Поступок Анатолия Глущака вызвал реакцию неоднозначную. Вот и его коллеги-писатели…Казалось бы, могли хотя бы с сочувствием, если не с пониманием отнестись. Вы, Анатолий Степанович, здесь остаетесь? Вот вам на ночь диван в нашем кабинете. Но сторожа, сами знаете, у нас нет, так что, если не возражаете, входную дверь мы закроем. Но есть телефон: если что, звоните.

Так было бы по-людски. Ведь по моему разумению писательский дом − особый. Если собирает здесь тех, кто на душу нашу влияет, то прежде всего душа должна быть у него самого.

Однако…

В кабинете, что рядом с залом, шло застолье. И отрываясь от него, Некто время от времени «наезжал» на голодавшего. Тональность выражений незнакомца, как и сами эти выражения, была далеко не безобидной. Некто требовал, чтобы Анатолий Глущак очистил писательский дом. «Иначе я тебя вынесу» недвусмысленно обещал он. Угрозы, как и все остальное, с чем обрушивался на голодавшего, аккуратно укладывались в диктофонную запись.

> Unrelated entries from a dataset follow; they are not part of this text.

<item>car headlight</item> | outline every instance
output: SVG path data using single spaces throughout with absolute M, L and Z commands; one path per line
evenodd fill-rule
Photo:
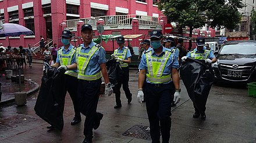
M 218 65 L 219 65 L 219 60 L 217 60 L 217 61 L 212 64 L 212 68 L 218 68 Z

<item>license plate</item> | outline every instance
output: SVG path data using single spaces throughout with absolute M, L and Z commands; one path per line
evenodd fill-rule
M 227 77 L 233 77 L 233 78 L 242 78 L 243 71 L 227 71 Z

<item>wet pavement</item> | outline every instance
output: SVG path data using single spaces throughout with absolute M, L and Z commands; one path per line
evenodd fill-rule
M 33 63 L 22 74 L 40 84 L 42 67 Z M 136 99 L 136 72 L 131 70 L 130 74 L 131 104 L 127 103 L 122 90 L 119 109 L 113 108 L 114 94 L 99 98 L 97 110 L 104 116 L 99 127 L 94 130 L 93 142 L 151 142 L 147 133 L 143 132 L 149 123 L 145 104 L 141 105 Z M 207 104 L 207 119 L 202 121 L 192 118 L 193 103 L 180 82 L 182 100 L 172 109 L 170 142 L 256 142 L 256 98 L 247 96 L 247 88 L 214 85 Z M 81 123 L 70 125 L 74 111 L 69 96 L 66 97 L 64 128 L 59 131 L 47 129 L 48 124 L 35 115 L 38 93 L 29 96 L 25 106 L 11 103 L 0 107 L 0 142 L 82 142 L 84 116 Z

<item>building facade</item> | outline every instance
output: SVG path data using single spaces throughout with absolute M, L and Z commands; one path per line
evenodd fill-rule
M 36 45 L 40 36 L 42 36 L 48 42 L 52 41 L 52 43 L 61 46 L 60 38 L 63 29 L 69 29 L 74 32 L 74 36 L 79 37 L 80 35 L 76 35 L 79 19 L 81 19 L 80 22 L 87 23 L 90 21 L 86 20 L 91 19 L 91 19 L 94 17 L 99 17 L 97 21 L 101 18 L 105 20 L 106 25 L 112 23 L 113 24 L 105 27 L 106 34 L 115 34 L 108 30 L 115 29 L 119 30 L 116 30 L 116 34 L 143 32 L 148 35 L 154 29 L 162 29 L 159 21 L 165 20 L 158 6 L 155 5 L 156 2 L 157 0 L 0 0 L 0 20 L 3 23 L 19 24 L 34 33 L 34 35 L 0 38 L 0 43 L 3 43 L 5 46 L 9 42 L 12 47 L 20 45 L 27 47 L 29 43 Z M 118 19 L 118 21 L 112 20 L 114 18 Z M 141 26 L 138 27 L 138 31 L 131 28 L 133 18 L 137 18 L 139 25 Z M 98 35 L 96 31 L 97 21 L 95 21 L 95 24 L 93 25 L 95 35 Z M 130 25 L 122 24 L 127 21 Z M 148 21 L 155 23 L 151 27 L 152 22 L 146 23 Z

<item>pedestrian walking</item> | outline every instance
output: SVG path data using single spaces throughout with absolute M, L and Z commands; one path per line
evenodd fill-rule
M 75 63 L 76 50 L 70 43 L 72 34 L 69 30 L 63 30 L 62 31 L 61 42 L 64 45 L 60 47 L 57 51 L 57 58 L 56 63 L 52 65 L 54 68 L 59 67 L 60 66 L 67 66 Z M 46 51 L 46 50 L 45 50 Z M 71 125 L 75 125 L 81 121 L 81 115 L 78 106 L 77 99 L 77 70 L 69 70 L 65 73 L 65 83 L 63 88 L 65 89 L 63 97 L 66 96 L 67 91 L 69 92 L 72 100 L 74 111 L 74 117 L 71 122 Z M 62 106 L 64 109 L 64 105 Z M 54 127 L 49 126 L 48 129 L 53 129 Z
M 54 47 L 52 49 L 52 60 L 54 60 L 54 63 L 56 63 L 56 60 L 57 59 L 57 44 L 54 43 Z
M 31 65 L 32 64 L 32 61 L 33 59 L 33 56 L 32 54 L 34 54 L 35 56 L 36 56 L 35 53 L 34 52 L 33 50 L 31 49 L 31 44 L 29 44 L 29 47 L 27 49 L 27 60 L 29 61 L 29 67 L 30 68 L 32 67 L 32 66 Z
M 175 43 L 175 39 L 172 37 L 168 37 L 166 39 L 165 39 L 165 40 L 163 41 L 163 42 L 165 43 L 165 47 L 166 48 L 168 48 L 170 50 L 170 51 L 172 52 L 172 53 L 174 53 L 176 54 L 176 57 L 177 58 L 177 60 L 179 61 L 179 49 L 177 49 L 176 47 L 176 43 Z M 173 83 L 172 85 L 173 86 L 173 88 L 174 88 L 174 85 Z M 173 90 L 172 93 L 171 93 L 171 95 L 172 96 L 174 97 L 174 94 L 175 93 L 175 91 Z M 172 107 L 175 107 L 176 106 L 176 104 L 175 103 L 175 102 L 173 101 L 172 101 L 172 103 L 170 104 L 170 106 Z
M 180 100 L 180 89 L 177 68 L 177 57 L 170 49 L 164 47 L 161 43 L 163 34 L 158 30 L 150 34 L 152 49 L 143 54 L 138 68 L 138 101 L 142 104 L 144 85 L 147 112 L 150 122 L 152 142 L 160 142 L 160 131 L 162 142 L 169 142 L 171 126 L 170 104 Z M 174 84 L 175 87 L 172 85 Z M 170 93 L 175 91 L 174 98 Z
M 119 81 L 118 84 L 116 86 L 115 97 L 116 97 L 116 105 L 114 108 L 117 109 L 122 107 L 121 103 L 121 91 L 120 89 L 123 85 L 123 90 L 125 91 L 125 96 L 127 99 L 128 104 L 131 101 L 132 95 L 130 91 L 129 87 L 129 67 L 128 64 L 131 63 L 131 54 L 129 49 L 125 46 L 125 38 L 120 36 L 118 38 L 116 42 L 119 47 L 115 50 L 113 55 L 115 56 L 117 62 L 119 62 L 122 67 L 122 70 L 123 71 L 122 79 Z
M 198 37 L 196 40 L 197 47 L 194 50 L 190 51 L 186 56 L 182 58 L 183 61 L 184 61 L 187 57 L 190 57 L 195 60 L 205 60 L 205 63 L 212 64 L 215 63 L 217 60 L 211 50 L 207 50 L 204 46 L 205 38 L 204 37 Z M 197 72 L 197 71 L 195 71 Z M 190 93 L 189 93 L 189 94 Z M 207 102 L 208 95 L 198 95 L 195 96 L 195 98 L 193 100 L 195 113 L 193 118 L 197 118 L 201 115 L 201 119 L 205 120 L 205 105 Z
M 49 50 L 49 48 L 48 47 L 45 47 L 45 50 L 42 53 L 42 56 L 41 56 L 41 58 L 42 58 L 42 56 L 44 55 L 44 59 L 47 60 L 49 63 L 50 63 L 51 61 L 51 51 Z M 51 64 L 51 63 L 50 63 Z
M 76 63 L 71 65 L 61 65 L 66 70 L 78 69 L 79 84 L 77 100 L 81 113 L 86 116 L 83 142 L 92 142 L 93 129 L 96 130 L 100 124 L 103 114 L 96 112 L 99 96 L 101 77 L 105 84 L 105 93 L 111 96 L 113 92 L 106 68 L 106 52 L 99 45 L 93 41 L 93 32 L 91 25 L 85 24 L 81 28 L 84 43 L 76 49 Z
M 19 46 L 19 48 L 20 49 L 20 55 L 22 57 L 20 59 L 20 68 L 23 68 L 23 64 L 25 65 L 25 68 L 27 67 L 27 61 L 26 60 L 26 57 L 27 56 L 27 52 L 26 52 L 26 50 L 23 49 L 23 47 L 22 46 Z

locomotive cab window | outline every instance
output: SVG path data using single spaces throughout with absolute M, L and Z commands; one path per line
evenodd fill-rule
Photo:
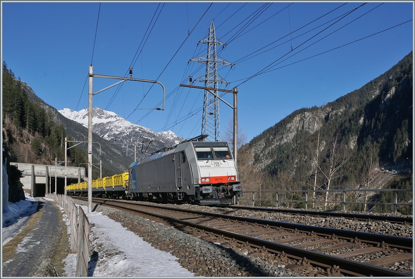
M 229 149 L 228 147 L 214 147 L 213 151 L 215 152 L 215 154 L 216 158 L 218 159 L 232 159 L 231 154 L 229 152 Z
M 198 160 L 213 160 L 213 154 L 210 147 L 195 147 L 195 150 L 198 156 Z

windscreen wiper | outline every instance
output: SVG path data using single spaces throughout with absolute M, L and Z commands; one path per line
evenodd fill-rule
M 224 163 L 225 163 L 225 160 L 223 159 L 223 158 L 220 158 L 220 156 L 219 156 L 219 154 L 218 154 L 217 153 L 216 153 L 216 152 L 215 152 L 215 155 L 216 155 L 217 156 L 217 157 L 218 157 L 218 158 L 220 158 L 220 159 L 221 159 L 221 160 L 222 160 L 222 161 L 223 161 L 223 162 L 224 162 Z

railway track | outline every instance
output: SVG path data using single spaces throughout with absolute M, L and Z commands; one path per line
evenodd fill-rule
M 179 225 L 189 233 L 224 247 L 243 248 L 249 255 L 265 255 L 288 262 L 286 268 L 307 269 L 308 276 L 411 276 L 381 267 L 412 259 L 412 238 L 127 201 L 94 198 L 93 201 Z M 371 255 L 377 256 L 364 262 L 352 260 Z
M 401 217 L 394 216 L 383 216 L 382 215 L 369 215 L 351 213 L 343 213 L 341 212 L 326 212 L 324 211 L 311 211 L 305 210 L 295 210 L 292 209 L 281 209 L 279 208 L 268 208 L 261 207 L 251 207 L 249 206 L 228 206 L 218 204 L 211 206 L 212 207 L 222 208 L 234 208 L 250 210 L 268 213 L 284 213 L 292 215 L 300 216 L 309 216 L 315 217 L 342 217 L 354 221 L 363 221 L 371 222 L 371 221 L 388 222 L 390 223 L 403 224 L 404 225 L 412 224 L 413 218 L 410 217 Z

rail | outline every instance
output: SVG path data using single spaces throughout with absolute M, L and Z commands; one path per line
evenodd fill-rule
M 343 211 L 346 211 L 346 205 L 348 204 L 382 204 L 386 205 L 392 205 L 393 206 L 393 213 L 396 214 L 398 210 L 398 206 L 413 206 L 413 203 L 400 203 L 398 202 L 398 192 L 412 192 L 412 189 L 334 189 L 334 190 L 293 190 L 293 191 L 244 191 L 244 193 L 252 193 L 251 199 L 241 199 L 238 198 L 238 203 L 239 201 L 251 201 L 252 202 L 252 206 L 255 206 L 255 201 L 272 201 L 275 202 L 275 206 L 276 207 L 278 207 L 278 203 L 283 202 L 296 202 L 304 203 L 304 207 L 305 209 L 307 209 L 308 203 L 341 203 L 342 204 L 342 210 Z M 380 203 L 377 201 L 346 201 L 346 193 L 347 192 L 393 192 L 393 203 Z M 327 192 L 338 192 L 342 193 L 342 200 L 339 201 L 318 201 L 310 200 L 308 199 L 309 193 L 327 193 Z M 301 193 L 303 194 L 304 199 L 302 200 L 280 200 L 278 199 L 279 193 Z M 275 198 L 273 199 L 255 199 L 255 193 L 274 193 Z

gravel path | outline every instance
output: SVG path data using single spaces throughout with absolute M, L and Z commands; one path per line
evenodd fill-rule
M 86 202 L 76 203 L 86 205 Z M 95 206 L 93 207 L 95 208 Z M 286 269 L 283 266 L 293 263 L 277 262 L 268 253 L 264 256 L 246 255 L 248 250 L 227 248 L 190 235 L 170 225 L 109 207 L 98 206 L 95 211 L 102 211 L 111 219 L 119 222 L 129 230 L 142 237 L 157 249 L 170 252 L 180 259 L 181 264 L 195 273 L 203 276 L 305 276 L 304 271 Z M 91 256 L 93 248 L 90 250 Z
M 56 252 L 60 216 L 51 202 L 43 199 L 38 201 L 39 211 L 30 216 L 20 232 L 22 235 L 15 237 L 16 241 L 20 242 L 18 240 L 22 237 L 22 241 L 17 243 L 17 247 L 12 240 L 3 247 L 3 253 L 5 250 L 11 252 L 15 249 L 15 255 L 3 263 L 3 276 L 32 276 L 44 259 Z

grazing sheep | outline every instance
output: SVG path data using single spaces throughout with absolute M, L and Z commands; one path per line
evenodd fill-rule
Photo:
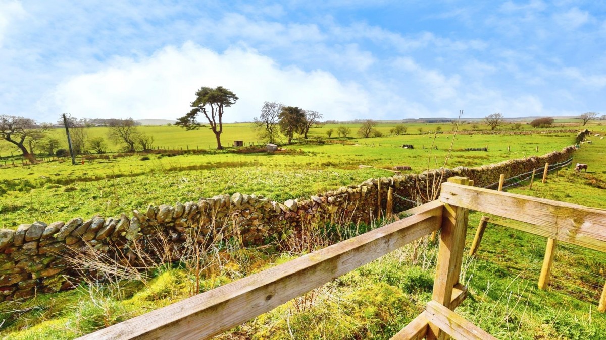
M 576 166 L 574 167 L 574 172 L 581 173 L 581 171 L 585 169 L 585 173 L 587 172 L 587 165 L 583 164 L 582 163 L 576 163 Z

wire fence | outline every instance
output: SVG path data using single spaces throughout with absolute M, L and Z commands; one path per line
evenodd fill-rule
M 556 169 L 561 169 L 561 168 L 564 168 L 565 166 L 568 166 L 571 163 L 572 163 L 572 157 L 570 157 L 568 160 L 565 160 L 564 162 L 561 162 L 560 163 L 554 163 L 554 164 L 550 164 L 547 167 L 547 171 L 548 172 L 549 172 L 549 171 L 553 171 L 554 170 L 556 170 Z M 515 186 L 515 185 L 519 185 L 519 184 L 524 182 L 525 181 L 527 181 L 527 180 L 530 179 L 530 178 L 532 177 L 532 173 L 536 172 L 537 170 L 540 169 L 541 169 L 541 168 L 538 168 L 536 169 L 534 169 L 532 171 L 528 171 L 528 172 L 524 172 L 524 174 L 520 174 L 519 175 L 516 175 L 516 176 L 513 176 L 513 177 L 509 177 L 508 178 L 506 178 L 505 180 L 505 181 L 504 181 L 504 183 L 507 183 L 507 182 L 508 182 L 510 181 L 511 181 L 511 180 L 516 180 L 515 181 L 513 181 L 513 183 L 511 183 L 507 185 L 504 185 L 503 186 L 503 189 L 505 189 L 505 188 L 509 188 L 510 186 Z M 530 175 L 528 175 L 529 174 L 530 174 Z M 524 177 L 524 178 L 522 178 L 521 179 L 521 177 L 522 177 L 523 176 L 526 176 L 526 177 Z M 489 184 L 488 185 L 487 185 L 486 186 L 484 187 L 484 189 L 488 189 L 488 188 L 490 188 L 491 187 L 498 186 L 498 185 L 499 185 L 499 181 L 496 181 L 496 182 L 494 182 L 493 183 L 491 183 L 491 184 Z

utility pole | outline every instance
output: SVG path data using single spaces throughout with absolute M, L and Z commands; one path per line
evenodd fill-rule
M 65 126 L 65 134 L 67 135 L 67 145 L 70 147 L 70 155 L 72 156 L 72 165 L 76 165 L 76 157 L 74 157 L 74 151 L 72 148 L 72 138 L 70 137 L 70 129 L 67 126 L 67 117 L 63 114 L 63 124 Z

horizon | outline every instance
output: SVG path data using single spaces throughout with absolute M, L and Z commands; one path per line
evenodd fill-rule
M 606 4 L 0 0 L 0 114 L 175 120 L 202 86 L 323 120 L 601 116 Z M 208 13 L 212 13 L 211 16 Z M 449 118 L 450 119 L 450 118 Z

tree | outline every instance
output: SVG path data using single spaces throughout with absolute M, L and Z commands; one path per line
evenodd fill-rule
M 395 128 L 393 128 L 389 131 L 389 134 L 395 134 L 396 136 L 406 134 L 406 126 L 405 126 L 404 124 L 399 124 L 396 125 Z
M 315 123 L 322 119 L 322 115 L 315 111 L 305 110 L 305 123 L 301 128 L 301 134 L 304 139 L 307 139 L 307 132 Z
M 598 113 L 595 112 L 586 112 L 579 116 L 579 118 L 583 121 L 583 126 L 598 116 Z
M 145 151 L 153 148 L 153 136 L 140 133 L 136 136 L 137 143 L 141 147 L 141 150 Z
M 107 148 L 105 141 L 102 137 L 96 137 L 90 140 L 90 148 L 98 154 L 104 154 Z
M 490 126 L 490 131 L 494 131 L 498 126 L 503 124 L 503 115 L 499 113 L 493 113 L 484 117 L 484 122 Z
M 70 136 L 72 137 L 72 147 L 74 153 L 82 154 L 87 152 L 86 145 L 88 142 L 88 133 L 87 128 L 84 126 L 73 127 L 70 128 Z
M 280 131 L 292 142 L 293 135 L 300 131 L 305 123 L 305 111 L 296 106 L 284 106 L 280 112 Z
M 36 162 L 33 150 L 28 150 L 25 143 L 34 146 L 36 142 L 44 137 L 48 129 L 48 126 L 39 126 L 28 118 L 0 115 L 0 138 L 16 146 L 23 157 L 32 163 Z
M 342 136 L 344 137 L 346 137 L 351 134 L 351 129 L 345 126 L 339 126 L 339 128 L 337 129 L 337 134 L 339 135 L 339 137 L 341 137 Z
M 375 126 L 376 126 L 376 122 L 367 119 L 362 123 L 362 126 L 358 130 L 358 134 L 362 138 L 368 138 L 373 133 L 373 131 L 375 131 Z
M 537 128 L 541 128 L 541 129 L 551 128 L 552 125 L 553 125 L 553 119 L 551 117 L 537 118 L 530 122 L 530 126 L 535 129 Z
M 217 139 L 217 149 L 222 149 L 223 110 L 235 104 L 239 99 L 234 93 L 222 86 L 215 88 L 202 87 L 196 92 L 196 100 L 190 105 L 193 108 L 187 114 L 177 119 L 175 125 L 187 131 L 197 130 L 203 126 L 196 120 L 198 114 L 201 113 L 208 121 L 210 129 Z M 210 108 L 210 113 L 207 110 L 207 105 Z
M 55 154 L 55 151 L 61 145 L 61 142 L 58 138 L 48 136 L 41 140 L 38 147 L 38 149 L 41 151 L 50 155 L 53 155 Z
M 279 132 L 280 113 L 284 107 L 281 103 L 265 102 L 261 106 L 261 115 L 255 119 L 255 129 L 261 139 L 268 143 L 273 143 L 278 138 Z
M 116 119 L 110 125 L 109 137 L 116 143 L 124 143 L 126 151 L 135 151 L 139 131 L 132 118 Z

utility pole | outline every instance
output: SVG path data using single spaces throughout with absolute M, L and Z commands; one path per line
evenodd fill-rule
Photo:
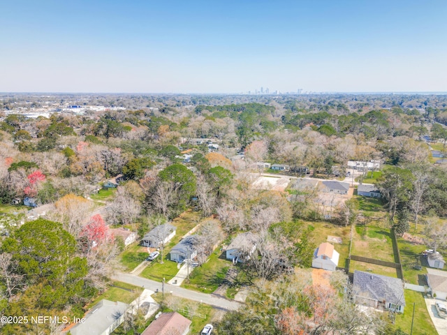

− Этого вам не позволю,− подключился я к «разговору», когда услышал о «выносе». Некто очередной раз вернулся в застольный кабинет. Но пыл его не остыл. Блюститель писательского «порядка» вскоре появился вновь. Теперь с «наездом» на меня.

Тут выяснилось, что его фамилия Гаранин. Проработав много лет в «Вечерней Одессе», я помнил милицейские заметки подполковника Гаранина. А вот с автором знаком не был. Вот и познакомились, наконец.

Общение наше было недолгим. Гаранин вышел. А затем тайно, ни слова не говоря, что сделает, закрыл нас. Как это так? Просто. Двумя поворотами ключа. Так хозяин запирает инвентарь в сарае: привычно и молча.

Первое, что приходит на ум о причине: я вам покажу, кто в этом доме хозяин! Мол, вот вам за то, что меня ослушались.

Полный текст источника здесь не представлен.